CH : Vous avez un exemple concret : les États-Unis.

JCS : Les États-Unis, c’est frappant. Aux États-Unis, on pense aujourd’hui qu’à peu près un quart de la population a un accès insuffisant aux médicaments. Ce que vous dénonciez tout à l’heure à propos de l’accès aux médicaments dans le Tiers Monde, il y a un Tiers Monde aux États-Unis, et il occupe une place non négligeable. Les gens vont au Canada ou au Mexique pour acheter des médicaments moins chers, mais c’est une solution tout à fait bancale. C’est bien qu’ils le fassent parce qu’ils n’ont pas d’autre possibilité pour le moment, mais ils devront trouver mieux. Et les accords ADPIC menacent aussi les gens de nos pays.

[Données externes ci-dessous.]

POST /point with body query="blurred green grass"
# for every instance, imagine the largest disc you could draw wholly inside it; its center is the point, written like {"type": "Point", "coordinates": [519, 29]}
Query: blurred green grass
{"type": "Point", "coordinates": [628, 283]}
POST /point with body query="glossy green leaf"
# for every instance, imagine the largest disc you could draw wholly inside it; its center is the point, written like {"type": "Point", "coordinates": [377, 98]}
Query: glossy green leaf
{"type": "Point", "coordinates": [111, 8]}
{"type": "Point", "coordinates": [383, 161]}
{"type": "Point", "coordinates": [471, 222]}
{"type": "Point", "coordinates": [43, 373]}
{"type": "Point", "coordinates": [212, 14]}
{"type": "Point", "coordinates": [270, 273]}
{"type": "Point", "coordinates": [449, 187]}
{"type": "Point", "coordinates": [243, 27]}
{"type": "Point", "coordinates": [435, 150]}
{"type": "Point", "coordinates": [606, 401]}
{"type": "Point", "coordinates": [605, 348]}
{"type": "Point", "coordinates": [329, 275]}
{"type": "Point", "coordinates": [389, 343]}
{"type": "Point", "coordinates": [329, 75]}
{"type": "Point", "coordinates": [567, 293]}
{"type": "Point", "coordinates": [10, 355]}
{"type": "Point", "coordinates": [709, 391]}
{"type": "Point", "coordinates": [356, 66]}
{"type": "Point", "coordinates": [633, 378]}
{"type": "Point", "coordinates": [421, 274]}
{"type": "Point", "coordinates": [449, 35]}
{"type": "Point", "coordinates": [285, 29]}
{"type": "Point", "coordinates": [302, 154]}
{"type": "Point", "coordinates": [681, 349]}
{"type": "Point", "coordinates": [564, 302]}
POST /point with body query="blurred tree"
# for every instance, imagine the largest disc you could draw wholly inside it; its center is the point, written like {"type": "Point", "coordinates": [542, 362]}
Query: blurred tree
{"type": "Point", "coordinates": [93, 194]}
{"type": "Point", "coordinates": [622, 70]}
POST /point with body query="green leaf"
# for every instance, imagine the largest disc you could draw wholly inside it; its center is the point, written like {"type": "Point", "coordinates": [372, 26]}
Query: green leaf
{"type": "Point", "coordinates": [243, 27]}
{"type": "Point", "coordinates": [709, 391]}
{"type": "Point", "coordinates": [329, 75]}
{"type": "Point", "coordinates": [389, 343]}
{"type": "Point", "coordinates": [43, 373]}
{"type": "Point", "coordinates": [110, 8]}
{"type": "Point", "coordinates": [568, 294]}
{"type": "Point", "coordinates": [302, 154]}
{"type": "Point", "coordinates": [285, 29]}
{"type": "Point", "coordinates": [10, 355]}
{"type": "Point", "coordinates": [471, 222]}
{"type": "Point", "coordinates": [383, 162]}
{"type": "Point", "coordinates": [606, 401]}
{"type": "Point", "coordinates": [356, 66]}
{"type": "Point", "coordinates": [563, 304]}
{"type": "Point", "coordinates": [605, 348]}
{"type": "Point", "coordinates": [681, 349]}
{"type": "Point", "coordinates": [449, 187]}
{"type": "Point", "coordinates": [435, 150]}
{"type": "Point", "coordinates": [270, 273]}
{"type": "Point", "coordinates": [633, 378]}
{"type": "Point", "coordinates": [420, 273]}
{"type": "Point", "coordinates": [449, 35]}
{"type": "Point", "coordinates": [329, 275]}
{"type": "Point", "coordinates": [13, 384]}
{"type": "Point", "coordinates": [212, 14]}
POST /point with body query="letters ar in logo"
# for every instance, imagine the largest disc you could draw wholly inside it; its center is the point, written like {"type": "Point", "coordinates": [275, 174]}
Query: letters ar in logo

FXV  : (...) Je crois que le problème de fond que vous avez posé dès le début, c’est celui de la rémunération de la recherche. Il faut qu’elle soit bien payée, c’est quelque chose d’essentiel, mais dans le partage entre la recherche publique et la recherche privée, il n’est pas normal que l’essentiel du travail soit fait par l’une, qui est de plus en plus pauvre, tandis que pour faire une part de moins en moins efficace - parce qu’il y a une chute très importante de la productivité de la recherche, dans le secteur privé - on prend des marges considérables. Comment cela se répercute ? On fait de fausses découvertes, on remplace un médicament par un autre en le facturant à la Sécurité sociale 100 fois plus cher. C’est pour ça aussi que cela nous concerne.

JCS : (...) Le prix de revient de la recherche est un grand secret industriel. On nous annonce des chiffres considérables, et pour l’essentiel ce sont des prix qui sont surfaits. (...)

FXV : Il n’y a jamais eu de bien public que conquis. Tout à l’heure, on évoquait le sida : pourquoi le sida a mis en avant ces problèmes ? C’est parce qu’il y a une militance très forte parmi les malades du sida. Le travail d’Act-Up ou de TAC en Afrique du Sud a été tout à fait décisif.

CH : Si on se mobilise, on peut faire changer les choses...

FXV : Exactement, c’est comme ça que ça s’est passé depuis 200 ans en Europe, on en a la mémoire. On vous dit toujours qu’on n’a pas les moyens d’accorder un bien public, on sait que si une conquête sociale et politique les obtient, ces biens publics sont fournis, et qu’à la fin tout le monde s’en trouve mieux, y compris le secteur privé.